Welcome:
What are we doing here?

Welcome everyone to the blog section of the website! This is where I’ll discuss all the golf related things that don’t fit in the other categories. I think the best place to start my first post is to explain why I started this website. There are many reasons, but the biggest one was that I felt like there wasn’t a place on the golf internet for people like me. I’m not knocking anyone else, but it seems like most of the golf content out there either comes from an almost pro turned Youtube star, golf architecture snobs, or guys that still wish they were living in frat houses.

There’s nothing wrong with any of that content. I even consume some of it. What I’m trying to create is a place for guys like me. Working stiffs who love the game, have families to take care of, and know enough about everything golf to have a semi-uneducated opinion, but not quite enough to be considered a snob. We play mostly public courses and go into training like it’s Rocky IV when we get an invite to a private track.

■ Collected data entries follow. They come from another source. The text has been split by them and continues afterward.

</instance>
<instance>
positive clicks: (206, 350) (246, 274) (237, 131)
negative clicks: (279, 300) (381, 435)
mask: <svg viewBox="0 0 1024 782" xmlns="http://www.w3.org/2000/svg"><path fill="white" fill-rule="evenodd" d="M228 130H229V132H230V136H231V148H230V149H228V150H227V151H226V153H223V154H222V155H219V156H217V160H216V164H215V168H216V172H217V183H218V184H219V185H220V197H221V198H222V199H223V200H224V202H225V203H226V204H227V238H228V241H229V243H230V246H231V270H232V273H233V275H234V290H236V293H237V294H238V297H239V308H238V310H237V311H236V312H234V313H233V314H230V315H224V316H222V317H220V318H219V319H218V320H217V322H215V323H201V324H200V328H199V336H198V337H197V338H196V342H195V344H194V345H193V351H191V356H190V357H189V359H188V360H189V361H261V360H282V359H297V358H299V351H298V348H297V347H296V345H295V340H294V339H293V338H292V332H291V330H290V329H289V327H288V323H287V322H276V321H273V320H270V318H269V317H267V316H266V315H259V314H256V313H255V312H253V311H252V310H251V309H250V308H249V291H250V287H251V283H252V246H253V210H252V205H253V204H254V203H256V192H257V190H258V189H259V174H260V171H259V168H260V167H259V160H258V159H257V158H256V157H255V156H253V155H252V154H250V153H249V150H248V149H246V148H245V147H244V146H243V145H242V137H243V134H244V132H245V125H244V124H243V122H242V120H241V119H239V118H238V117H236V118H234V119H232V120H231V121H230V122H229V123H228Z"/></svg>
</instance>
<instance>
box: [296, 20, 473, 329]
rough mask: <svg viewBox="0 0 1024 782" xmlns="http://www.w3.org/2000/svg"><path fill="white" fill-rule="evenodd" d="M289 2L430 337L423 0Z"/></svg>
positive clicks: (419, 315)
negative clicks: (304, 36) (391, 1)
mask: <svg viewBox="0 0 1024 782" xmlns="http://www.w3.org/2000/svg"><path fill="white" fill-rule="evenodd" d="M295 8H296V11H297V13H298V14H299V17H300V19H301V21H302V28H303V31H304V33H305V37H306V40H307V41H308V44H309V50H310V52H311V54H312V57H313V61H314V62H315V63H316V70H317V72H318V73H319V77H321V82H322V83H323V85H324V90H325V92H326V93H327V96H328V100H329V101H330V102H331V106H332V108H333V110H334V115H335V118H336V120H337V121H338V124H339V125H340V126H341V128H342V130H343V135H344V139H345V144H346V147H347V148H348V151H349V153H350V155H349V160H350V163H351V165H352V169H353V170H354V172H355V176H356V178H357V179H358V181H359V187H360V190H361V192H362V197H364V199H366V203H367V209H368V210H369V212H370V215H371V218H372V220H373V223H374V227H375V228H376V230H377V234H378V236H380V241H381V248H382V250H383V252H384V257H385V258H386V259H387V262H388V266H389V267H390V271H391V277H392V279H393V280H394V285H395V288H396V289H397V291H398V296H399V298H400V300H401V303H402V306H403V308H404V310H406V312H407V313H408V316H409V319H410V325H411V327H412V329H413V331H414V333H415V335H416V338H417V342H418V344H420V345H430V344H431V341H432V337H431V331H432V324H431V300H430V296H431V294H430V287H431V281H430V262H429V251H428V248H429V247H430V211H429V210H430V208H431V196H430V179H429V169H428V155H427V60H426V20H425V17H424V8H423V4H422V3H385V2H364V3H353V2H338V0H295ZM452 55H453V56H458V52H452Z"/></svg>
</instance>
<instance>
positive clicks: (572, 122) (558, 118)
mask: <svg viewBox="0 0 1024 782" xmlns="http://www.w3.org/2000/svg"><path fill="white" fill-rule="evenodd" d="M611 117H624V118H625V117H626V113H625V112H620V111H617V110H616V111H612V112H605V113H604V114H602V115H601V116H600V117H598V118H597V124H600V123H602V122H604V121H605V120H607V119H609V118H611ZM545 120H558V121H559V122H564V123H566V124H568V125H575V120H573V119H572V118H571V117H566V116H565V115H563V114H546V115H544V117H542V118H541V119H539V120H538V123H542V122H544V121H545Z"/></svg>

Maybe I’m a niche unto myself, but I don’t think so. I think what I described is most golfers. We love the game as much as anyone and make sure to visit it whenever possible. We love it for the solitude and for the connections. We love it for our best drives of the day followed by our worst approach shots. We love it because it demands that we be present while enabling us to escape. We love it because it shows us the best and worst of ourselves. Most of all, I think we love it because we’ve convinced ourselves that golf loves us as much as we love it even though drives into unfilled divots, lipped putts, and horrible rounds after excellent range sessions tell us that’s not the case 

 

Bobby Jones once said “I could take out of my life everything except my experiences at St. Andrews and I would still have a rich, full life.” Unfortunately, I’ve not yet spent enough time at The Old Course for me to echo that statement verbatim; though it’s not for lack of wanting or trying. However, I do believe that if you took out everything except my experiences in golf, I would still have a rich, full life. There is not a person in my life of any sort of significance that I cannot attach to a golf memory. I’m not sure that’s true of anything else in my life and I think that should count for something.

Moreover, I’m far from the only one. Much to the occasional chagrin of my long-suffering wife- and golf spouses everywhere- my wife knows that as soon as I begin talking golf with a willing participant, there is a better than good chance she has lost me for the remainder of the social function we are attending. If this resonates with you at all, then this blog should be for you every bit as much as it is for me. 

It doesn’t matter if you play munis, private tracks, or courses anywhere in between. It doesn’t matter if you’re scratch or if you scratch out the numbers on your scorecard in disappointment after every round. If you love golf knowing that it may only sometimes love you back, but you believe that your endeavor to master the game will bring out the best in you and give you the best things life can offer, then this blog is for you. 

Lastly, P.G. Wodehouse wrote in the preface to The Heart of a Goof, “A writer on golf is certainly entitled to be judged by his peers…and I think I am justified in asking of editors that they instruct their critics of this book to append their handicaps in brackets at the end of their remarks. By this means the public will be enabled to form a fair estimate of the worth of the volume, and the sting in such critiques…” I believe that this is not just a fair request, but that it should be a requirement for all golf writers. It is a standard I intend to uphold myself and I look forward to the day when I can one day end one of my entries with (scr.). In the meantime, please enjoy all that my website has to offer. Please read, comment, share, and do all the other things that can help us build a community. (5.8).